In Fuminori Nakamura’s The Gun, this master of Hitchcockian noir builds on the style and plotting that made his recent The Thief and Evil and the Mask masterpieces of modern crime fiction.
The novel kicks off with its hook: Nishikawa, a young student out of Tokyo, stumbles across a dead body while out on one of his nightly walks. He discovers a gun on the body and, in a moment of impulsivity, takes it with him. Thus begins his strange obsession with his newfound toy: the gun begins to call out to him, to speak to him. He cancels appointments with friends to simply sit at home, looking at the gun. It’s in this obsession that Nakamura’s strengths really shine.

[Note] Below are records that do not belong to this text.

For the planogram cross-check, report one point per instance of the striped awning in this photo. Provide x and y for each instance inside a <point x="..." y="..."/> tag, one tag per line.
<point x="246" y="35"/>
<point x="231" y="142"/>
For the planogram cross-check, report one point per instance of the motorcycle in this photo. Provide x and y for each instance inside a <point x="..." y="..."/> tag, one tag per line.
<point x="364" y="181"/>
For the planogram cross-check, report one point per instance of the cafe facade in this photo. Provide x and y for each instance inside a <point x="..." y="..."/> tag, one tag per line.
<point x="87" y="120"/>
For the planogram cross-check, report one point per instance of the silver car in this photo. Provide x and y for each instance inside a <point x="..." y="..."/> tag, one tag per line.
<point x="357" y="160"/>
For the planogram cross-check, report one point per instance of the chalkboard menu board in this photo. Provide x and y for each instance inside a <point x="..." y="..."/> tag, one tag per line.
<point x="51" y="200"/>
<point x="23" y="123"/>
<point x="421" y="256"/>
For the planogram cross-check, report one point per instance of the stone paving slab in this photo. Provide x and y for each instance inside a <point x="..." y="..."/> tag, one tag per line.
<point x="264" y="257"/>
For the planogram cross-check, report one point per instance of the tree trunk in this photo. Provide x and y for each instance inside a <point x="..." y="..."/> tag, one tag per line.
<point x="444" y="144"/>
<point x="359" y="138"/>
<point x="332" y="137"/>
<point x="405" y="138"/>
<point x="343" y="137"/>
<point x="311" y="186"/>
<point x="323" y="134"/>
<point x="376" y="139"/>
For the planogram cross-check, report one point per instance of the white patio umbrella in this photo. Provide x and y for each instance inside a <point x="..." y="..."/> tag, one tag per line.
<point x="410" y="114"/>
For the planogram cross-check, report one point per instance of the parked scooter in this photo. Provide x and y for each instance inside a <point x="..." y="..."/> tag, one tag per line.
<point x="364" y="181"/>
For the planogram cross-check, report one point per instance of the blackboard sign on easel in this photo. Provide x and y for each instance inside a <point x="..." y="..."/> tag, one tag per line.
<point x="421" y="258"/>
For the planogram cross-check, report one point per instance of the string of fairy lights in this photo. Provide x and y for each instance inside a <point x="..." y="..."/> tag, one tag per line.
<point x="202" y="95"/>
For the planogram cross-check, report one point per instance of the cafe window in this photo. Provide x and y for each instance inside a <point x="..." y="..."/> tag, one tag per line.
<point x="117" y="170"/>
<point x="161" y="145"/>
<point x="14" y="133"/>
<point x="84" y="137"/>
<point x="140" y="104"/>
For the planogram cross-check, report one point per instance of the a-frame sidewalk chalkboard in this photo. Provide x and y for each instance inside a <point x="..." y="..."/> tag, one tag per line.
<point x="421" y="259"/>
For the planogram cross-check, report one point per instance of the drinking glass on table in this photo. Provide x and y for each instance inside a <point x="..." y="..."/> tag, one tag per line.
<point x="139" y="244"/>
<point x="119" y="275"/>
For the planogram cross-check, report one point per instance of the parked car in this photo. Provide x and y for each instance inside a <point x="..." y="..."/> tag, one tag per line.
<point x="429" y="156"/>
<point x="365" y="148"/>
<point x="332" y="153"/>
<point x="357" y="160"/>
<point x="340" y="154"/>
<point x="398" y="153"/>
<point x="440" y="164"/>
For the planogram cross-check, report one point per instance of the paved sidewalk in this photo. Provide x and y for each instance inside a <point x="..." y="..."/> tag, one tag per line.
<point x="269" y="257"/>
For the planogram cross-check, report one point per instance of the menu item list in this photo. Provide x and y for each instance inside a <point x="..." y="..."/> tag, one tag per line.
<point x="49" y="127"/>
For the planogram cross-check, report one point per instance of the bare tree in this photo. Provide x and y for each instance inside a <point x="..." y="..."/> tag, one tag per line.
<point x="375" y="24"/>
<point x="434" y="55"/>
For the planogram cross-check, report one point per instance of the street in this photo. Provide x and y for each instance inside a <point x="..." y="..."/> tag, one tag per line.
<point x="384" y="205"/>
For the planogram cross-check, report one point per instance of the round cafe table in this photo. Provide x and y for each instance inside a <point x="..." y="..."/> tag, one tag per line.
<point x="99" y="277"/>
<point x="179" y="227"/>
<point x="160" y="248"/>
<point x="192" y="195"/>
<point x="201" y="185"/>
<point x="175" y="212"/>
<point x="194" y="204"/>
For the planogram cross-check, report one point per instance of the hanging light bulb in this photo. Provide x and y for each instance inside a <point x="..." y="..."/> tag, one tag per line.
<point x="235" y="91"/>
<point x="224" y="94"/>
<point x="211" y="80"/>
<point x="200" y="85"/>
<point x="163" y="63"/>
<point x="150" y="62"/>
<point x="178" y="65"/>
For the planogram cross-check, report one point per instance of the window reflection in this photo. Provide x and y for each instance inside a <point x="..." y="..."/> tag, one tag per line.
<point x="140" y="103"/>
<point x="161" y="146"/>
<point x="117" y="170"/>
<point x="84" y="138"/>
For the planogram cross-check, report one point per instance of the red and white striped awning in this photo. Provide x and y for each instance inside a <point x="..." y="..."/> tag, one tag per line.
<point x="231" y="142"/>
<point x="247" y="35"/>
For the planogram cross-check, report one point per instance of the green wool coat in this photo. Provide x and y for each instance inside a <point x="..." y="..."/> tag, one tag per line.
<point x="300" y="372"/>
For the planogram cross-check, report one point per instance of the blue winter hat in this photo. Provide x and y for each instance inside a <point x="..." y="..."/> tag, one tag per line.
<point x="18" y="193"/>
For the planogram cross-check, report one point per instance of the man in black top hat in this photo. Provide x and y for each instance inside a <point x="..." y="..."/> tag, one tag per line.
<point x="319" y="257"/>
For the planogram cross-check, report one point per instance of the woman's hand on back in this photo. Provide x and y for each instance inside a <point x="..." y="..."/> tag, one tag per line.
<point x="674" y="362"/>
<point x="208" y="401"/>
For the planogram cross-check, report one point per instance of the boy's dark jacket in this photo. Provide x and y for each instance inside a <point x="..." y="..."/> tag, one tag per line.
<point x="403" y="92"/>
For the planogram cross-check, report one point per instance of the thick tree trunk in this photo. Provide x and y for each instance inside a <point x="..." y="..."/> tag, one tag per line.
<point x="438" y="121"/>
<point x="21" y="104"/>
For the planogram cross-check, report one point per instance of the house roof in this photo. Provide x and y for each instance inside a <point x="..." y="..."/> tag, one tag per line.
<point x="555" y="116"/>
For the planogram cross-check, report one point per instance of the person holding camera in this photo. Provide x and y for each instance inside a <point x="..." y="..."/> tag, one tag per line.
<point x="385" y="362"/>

He is able to deposit the reader into the head of this disturbed, sociopathic young man. While we don’t necessarily sympathize with Nishikawa, we are at least made to understand, from a somewhat cold distance, his thought process, his feelings.
Nakamura successfully weaves in a commentary on modern Japanese culture with respect to its relationship to outsiders, specifically Americans. This is done in a nonintrusive way that blends seamlessly with the propulsive narrative.
Toward the end of the book, Nakamura hits a bit of a snag. He begins to pile up threads that will lead to the book’s harrowing conclusion. Unfortunately, these threads come so late in the book that they are not properly built. Such is rarely the case for this reader, but the book feels like it could be about a hundred pages longer. We have so much fun in the first two-thirds, living in the wormy brain of this strange man, that we feel a bit wrenched from it when the plot kicks in.
Overall, however, this is yet another masterwork from one of the best modern practitioners of the crime novel.